Putin hopes to do without nuclear weapons in Ukraine

Putin hopes to do without nuclear weapons in Ukraine

President Vladimir Putin said in comments that were published on Sunday that Russia had sufficient strength and resources to lead the war in Ukraine . However, he hoped that the use of nuclear weapons would not be necessary.

The war in Ukraine and its consequences

Putin ordered the use of thousands Russian troops in the Ukraine. This has led to the largest armed conflict in Europe since World War II and the most difficult confrontation between Moscow and the West since the deepest phase of the Cold War.

Hundreds of thousands of soldiers have been fallen or injured. The US President Donald Trump repeatedly emphasized that he wanted to end the "bloodbath" that represents his government as a vocation between the United States and Russia.

nuclear escalation and Putin's perspective

In a film of state television, the Putin's 25-year rule as Russia's top guide, he was asked by a reporter about the risk of nuclear escalation in the Ukraine War. "They wanted to provoke us so that we made mistakes," said Putin, while he spoke in addition to a portrait of Tsar Alexander III, a conservative leader of the 19th century, who suppressed deviating opinions. "So far there has been no need to use these weapons ... and I hope that they will not be necessary."

"We have enough strength and means to bring what was started in 2022 to a logically required result." Trump has indicated in the past few weeks that he is frustrated about the absence of an agreement between Moscow and Kiev. The Kremlin, on the other hand, claims that the conflict is so complicated that a quick progress, as Washington wants, is difficult to achieve.

Putin's view of the West

former US President Joe Biden, Western European leader and Ukraine represent the invasion as imperialist land robbery and have repeatedly undertaken to defeat the Russian armed forces who control a fifth of Ukraine.

Putin, on the other hand, sees the war as a turning point in the relationships in Moscow to the West, which in his opinion has humiliated Russia after the fall of the Berlin Wall in 1989 by expanding NATO and penetrating what he regarded as Russia's sphere of influence

Trump warned that the conflict could develop into a third World War.
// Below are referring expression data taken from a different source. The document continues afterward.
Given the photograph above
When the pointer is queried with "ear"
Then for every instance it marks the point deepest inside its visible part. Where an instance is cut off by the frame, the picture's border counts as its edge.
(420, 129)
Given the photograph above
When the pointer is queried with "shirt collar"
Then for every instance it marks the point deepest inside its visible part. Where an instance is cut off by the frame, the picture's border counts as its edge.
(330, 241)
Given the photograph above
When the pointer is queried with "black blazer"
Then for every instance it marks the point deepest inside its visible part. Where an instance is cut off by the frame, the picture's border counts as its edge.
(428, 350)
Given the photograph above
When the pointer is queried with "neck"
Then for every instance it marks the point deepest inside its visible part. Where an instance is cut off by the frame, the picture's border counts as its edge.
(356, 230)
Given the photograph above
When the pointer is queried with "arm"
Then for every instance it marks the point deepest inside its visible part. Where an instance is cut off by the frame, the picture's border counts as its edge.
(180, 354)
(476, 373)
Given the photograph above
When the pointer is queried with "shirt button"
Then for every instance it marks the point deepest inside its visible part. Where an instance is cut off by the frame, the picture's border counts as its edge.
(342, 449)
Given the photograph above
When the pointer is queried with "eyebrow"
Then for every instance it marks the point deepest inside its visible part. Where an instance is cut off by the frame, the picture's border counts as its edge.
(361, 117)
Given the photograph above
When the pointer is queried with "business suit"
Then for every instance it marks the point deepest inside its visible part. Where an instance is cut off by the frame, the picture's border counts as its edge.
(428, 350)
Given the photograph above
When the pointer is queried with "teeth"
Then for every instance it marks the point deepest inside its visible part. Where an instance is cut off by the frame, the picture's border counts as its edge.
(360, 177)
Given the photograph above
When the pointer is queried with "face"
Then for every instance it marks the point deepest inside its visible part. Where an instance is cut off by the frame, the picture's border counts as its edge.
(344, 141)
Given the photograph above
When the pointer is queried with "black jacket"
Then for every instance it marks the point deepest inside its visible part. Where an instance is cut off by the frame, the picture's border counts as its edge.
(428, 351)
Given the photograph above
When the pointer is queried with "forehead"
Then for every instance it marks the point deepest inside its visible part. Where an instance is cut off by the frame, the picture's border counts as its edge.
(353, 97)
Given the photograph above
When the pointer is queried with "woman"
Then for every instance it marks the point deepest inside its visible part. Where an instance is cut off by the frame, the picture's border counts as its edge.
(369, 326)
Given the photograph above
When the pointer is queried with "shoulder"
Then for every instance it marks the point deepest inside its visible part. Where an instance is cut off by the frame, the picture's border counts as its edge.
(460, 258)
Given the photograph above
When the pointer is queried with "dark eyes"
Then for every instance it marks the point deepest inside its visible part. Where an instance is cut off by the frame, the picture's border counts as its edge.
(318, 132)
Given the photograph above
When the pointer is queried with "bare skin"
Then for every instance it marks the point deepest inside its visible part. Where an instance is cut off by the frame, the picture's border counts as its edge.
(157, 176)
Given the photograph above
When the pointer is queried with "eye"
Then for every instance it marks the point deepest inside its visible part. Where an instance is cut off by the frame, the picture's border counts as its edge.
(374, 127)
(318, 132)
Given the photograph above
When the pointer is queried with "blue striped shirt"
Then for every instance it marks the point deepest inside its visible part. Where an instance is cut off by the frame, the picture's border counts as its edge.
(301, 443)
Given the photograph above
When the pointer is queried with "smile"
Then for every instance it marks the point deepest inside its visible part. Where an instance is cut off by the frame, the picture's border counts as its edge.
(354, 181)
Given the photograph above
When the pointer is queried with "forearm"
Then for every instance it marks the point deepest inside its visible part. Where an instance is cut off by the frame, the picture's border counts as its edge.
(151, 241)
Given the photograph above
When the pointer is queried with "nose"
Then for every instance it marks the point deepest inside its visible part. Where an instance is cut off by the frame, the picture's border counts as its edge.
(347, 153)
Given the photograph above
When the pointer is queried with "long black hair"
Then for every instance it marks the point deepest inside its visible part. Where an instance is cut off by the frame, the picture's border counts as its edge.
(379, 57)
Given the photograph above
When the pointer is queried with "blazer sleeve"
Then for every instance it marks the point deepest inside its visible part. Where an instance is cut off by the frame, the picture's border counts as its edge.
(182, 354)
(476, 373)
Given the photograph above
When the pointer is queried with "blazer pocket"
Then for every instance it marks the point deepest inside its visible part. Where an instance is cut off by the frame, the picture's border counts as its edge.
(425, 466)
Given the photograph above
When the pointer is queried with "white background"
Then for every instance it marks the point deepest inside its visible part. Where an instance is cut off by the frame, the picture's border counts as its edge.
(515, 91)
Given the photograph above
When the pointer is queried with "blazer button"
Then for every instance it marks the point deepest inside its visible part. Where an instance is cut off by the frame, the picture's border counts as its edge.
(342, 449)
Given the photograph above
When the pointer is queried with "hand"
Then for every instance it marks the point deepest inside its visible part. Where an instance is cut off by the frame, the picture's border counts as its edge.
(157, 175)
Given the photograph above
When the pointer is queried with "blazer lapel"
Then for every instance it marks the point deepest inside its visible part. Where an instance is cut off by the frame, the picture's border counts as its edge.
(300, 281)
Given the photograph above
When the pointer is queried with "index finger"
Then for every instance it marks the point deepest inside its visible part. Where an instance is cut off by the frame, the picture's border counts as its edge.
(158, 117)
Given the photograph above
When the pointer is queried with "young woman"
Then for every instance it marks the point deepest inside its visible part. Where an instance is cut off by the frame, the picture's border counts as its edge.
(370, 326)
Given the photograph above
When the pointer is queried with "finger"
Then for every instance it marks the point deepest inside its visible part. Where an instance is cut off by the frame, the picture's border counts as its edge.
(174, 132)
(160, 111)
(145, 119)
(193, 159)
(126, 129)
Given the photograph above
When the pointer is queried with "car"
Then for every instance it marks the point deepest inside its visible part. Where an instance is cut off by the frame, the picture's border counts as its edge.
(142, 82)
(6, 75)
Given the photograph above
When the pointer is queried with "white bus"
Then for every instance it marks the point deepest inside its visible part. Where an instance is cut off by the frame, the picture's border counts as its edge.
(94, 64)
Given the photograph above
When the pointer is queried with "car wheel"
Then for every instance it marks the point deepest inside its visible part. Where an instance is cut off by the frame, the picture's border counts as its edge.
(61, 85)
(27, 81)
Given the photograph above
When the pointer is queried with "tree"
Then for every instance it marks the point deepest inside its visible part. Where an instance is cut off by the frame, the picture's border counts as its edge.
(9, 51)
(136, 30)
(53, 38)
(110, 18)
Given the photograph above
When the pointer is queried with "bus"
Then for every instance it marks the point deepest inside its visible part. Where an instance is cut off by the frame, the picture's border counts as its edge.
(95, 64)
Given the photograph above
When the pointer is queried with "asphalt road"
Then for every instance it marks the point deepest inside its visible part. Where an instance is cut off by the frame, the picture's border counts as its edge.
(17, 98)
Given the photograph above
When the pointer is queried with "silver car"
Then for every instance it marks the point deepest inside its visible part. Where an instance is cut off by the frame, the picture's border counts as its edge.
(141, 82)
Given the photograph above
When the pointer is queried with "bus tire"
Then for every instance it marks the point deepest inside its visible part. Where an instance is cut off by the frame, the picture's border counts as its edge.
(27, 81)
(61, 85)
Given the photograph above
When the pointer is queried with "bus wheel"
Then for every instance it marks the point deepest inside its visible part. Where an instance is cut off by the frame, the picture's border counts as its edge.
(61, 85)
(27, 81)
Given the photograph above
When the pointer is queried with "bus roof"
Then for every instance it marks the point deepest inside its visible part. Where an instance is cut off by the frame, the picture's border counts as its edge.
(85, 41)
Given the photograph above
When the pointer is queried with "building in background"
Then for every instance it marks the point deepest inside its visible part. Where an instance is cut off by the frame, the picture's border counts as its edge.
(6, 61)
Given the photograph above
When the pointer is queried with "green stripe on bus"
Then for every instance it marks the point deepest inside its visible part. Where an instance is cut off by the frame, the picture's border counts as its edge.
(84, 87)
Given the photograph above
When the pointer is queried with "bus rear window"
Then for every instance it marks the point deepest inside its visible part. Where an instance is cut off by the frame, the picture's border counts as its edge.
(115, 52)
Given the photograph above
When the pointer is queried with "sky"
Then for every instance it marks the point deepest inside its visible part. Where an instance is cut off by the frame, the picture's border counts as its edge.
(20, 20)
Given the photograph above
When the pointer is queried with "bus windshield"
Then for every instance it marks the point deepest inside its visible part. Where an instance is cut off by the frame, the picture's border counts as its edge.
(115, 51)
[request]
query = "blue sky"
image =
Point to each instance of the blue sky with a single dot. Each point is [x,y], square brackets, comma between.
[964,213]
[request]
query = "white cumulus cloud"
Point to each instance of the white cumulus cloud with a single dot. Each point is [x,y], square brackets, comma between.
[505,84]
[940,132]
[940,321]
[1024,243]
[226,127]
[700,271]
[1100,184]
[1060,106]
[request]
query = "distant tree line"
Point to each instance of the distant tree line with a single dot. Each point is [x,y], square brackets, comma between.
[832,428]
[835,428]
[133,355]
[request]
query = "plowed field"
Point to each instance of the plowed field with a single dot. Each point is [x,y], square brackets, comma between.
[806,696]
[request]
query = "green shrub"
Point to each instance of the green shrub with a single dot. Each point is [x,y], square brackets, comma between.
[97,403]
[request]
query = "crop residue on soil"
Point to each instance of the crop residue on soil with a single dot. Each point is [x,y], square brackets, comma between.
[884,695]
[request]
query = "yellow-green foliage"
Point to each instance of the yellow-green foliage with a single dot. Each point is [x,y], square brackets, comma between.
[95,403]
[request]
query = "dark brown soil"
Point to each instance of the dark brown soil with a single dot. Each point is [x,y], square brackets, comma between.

The former CIA director William Burns said that at the end of 2022 there was a real risk that Russia could use nuclear weapons against Ukraine, an claim that Moscow rejected.

Putin's rule and public perception

Putin, a former KGB Lieutenant Colonel who took over the presidential office on the last day of 1999 from a stricken Boris Yeltsin, is the longest-ruling Kremlführer since Josef Stalin, who was in power for 29 years until his death in 1953

Russian dissidents - most of them are now either in prison or abroad - see a dictator in Putin who has built up a fragile system of personal rule that is based on blanket and corruption and leads Russia towards decline and unrest.

, on the other hand, his followers, who, according to Russian surveys, state an approval rate of over 85%, consider Putin as a rescuer who defended himself against an arrogant vest and ended the chaos that was accompanied by the dissolution of the Soviet Union in 1991.

private from the life of the president

In the carefully staged film of state television, which gave the viewers a rare look into the notorious life of the Russian president, it was shown how Putin Pralines and a fermented milk drink to Pavel Zarubin, a leading Kremlin correspondent, offered in his private Kremlin kitchen.

Putin remembered that during the north-east crisis in the Moscow Theater in 2002, when Chechen militant took over 900 people as hostages, he fell on his knees for the first time in prayer. More than 130 hostages were killed in this crisis.

"I don't feel like any politician," Putin said about his 25 years of power as President and Prime Minister. "I breathe the same air as millions of Russian citizens. This is very important. As long as God wants, it should stay that way as possible. And that should not disappear."